Hier finden Sie wissenschaftliche Publikationen aus den Fraunhofer-Instituten.

Entropy coding of spectral envelopes for speech and audio coding using distribution quantization

: Korse, Srikanth; Jähnel, Tobias; Bäckström, Tom

International Speech Communication Association -ISCA-:
Understanding speech processing in humans and machines. Vol.4 : 17th Annual Conference of the International Speech Communication Association (INTERSPEECH 2016); San Francisco, California, USA, 8-12 September 2016
Red Hook, NY: Curran, 2016
ISBN: 978-1-5108-3313-5
International Speech Communication Association (Interspeech Annual Conference) <17, 2016, San Francisco/Calif.>
Fraunhofer IIS ()

Speech and audio codecs model the overall shape of the signal spectrum using envelope models.

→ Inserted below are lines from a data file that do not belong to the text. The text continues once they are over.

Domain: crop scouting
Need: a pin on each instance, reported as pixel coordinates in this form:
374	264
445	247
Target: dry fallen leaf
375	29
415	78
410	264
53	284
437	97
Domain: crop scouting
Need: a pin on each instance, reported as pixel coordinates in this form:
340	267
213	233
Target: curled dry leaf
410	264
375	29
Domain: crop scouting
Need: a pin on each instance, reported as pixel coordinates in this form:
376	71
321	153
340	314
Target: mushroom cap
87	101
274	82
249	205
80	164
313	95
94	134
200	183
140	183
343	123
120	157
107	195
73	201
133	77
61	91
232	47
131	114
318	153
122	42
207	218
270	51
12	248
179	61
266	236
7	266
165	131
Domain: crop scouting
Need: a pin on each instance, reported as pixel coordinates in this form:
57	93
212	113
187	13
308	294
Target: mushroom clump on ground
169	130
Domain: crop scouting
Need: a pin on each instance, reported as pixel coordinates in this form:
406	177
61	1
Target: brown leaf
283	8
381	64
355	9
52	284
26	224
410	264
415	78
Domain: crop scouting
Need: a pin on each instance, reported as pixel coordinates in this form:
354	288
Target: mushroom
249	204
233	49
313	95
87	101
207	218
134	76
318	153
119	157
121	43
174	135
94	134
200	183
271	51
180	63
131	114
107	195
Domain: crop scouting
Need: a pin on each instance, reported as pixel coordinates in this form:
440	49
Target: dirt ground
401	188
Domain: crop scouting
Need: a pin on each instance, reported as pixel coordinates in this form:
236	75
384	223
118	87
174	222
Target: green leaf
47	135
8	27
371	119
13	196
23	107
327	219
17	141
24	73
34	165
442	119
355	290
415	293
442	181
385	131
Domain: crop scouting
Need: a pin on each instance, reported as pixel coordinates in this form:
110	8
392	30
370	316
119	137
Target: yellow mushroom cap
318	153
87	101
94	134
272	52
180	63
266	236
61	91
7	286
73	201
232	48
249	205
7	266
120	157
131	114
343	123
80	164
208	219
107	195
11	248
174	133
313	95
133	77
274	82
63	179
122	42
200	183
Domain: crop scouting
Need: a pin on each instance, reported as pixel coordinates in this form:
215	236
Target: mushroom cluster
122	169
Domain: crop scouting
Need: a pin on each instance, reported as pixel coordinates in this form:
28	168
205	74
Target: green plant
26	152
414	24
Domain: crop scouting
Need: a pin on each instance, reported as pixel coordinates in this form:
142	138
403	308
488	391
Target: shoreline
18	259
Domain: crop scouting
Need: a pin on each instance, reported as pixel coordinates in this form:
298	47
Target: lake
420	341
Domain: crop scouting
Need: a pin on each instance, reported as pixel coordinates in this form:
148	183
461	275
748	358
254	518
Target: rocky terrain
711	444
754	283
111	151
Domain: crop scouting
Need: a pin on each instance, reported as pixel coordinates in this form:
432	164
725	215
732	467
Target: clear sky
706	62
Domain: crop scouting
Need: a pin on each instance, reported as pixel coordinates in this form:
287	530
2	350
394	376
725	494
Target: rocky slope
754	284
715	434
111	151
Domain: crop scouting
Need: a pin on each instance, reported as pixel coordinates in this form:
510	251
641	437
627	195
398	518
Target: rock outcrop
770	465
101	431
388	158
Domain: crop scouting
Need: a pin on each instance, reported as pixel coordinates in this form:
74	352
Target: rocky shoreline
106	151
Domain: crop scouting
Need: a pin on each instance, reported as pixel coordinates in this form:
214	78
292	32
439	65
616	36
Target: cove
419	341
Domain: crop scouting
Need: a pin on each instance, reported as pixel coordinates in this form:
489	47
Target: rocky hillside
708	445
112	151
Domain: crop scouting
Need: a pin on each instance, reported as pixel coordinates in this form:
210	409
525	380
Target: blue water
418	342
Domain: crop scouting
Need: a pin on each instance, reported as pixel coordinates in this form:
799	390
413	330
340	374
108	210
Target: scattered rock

In speech coding the predominant approach is linear predictive coding, which offers high coding efficiency at the cost of computational complexity and a rigid systems design. Audio codecs are usually based on scale factor bands, whose calculation and coding is simple, but whose coding efficiency is lower than that of linear prediction. In the current work we propose an entropy coding approach for scale factor bands, with the objective of reaching the same coding efficiency as linear prediction, but simultaneously retaining a low computational complexity. The proposed method is based on quantizing the distribution of spectral mass using beta distributions. Our experiments show that the perceptual quality achieved with the proposed method is similar to that of linear predictive models with the same bit rate, while the design simultaneously allows variable bit-rate coding and can easily be scaled to different sampling rates. The algorithmic complexity of the proposed method is less than one third of traditional multi-stage vector quantization of linear predictive envelopes.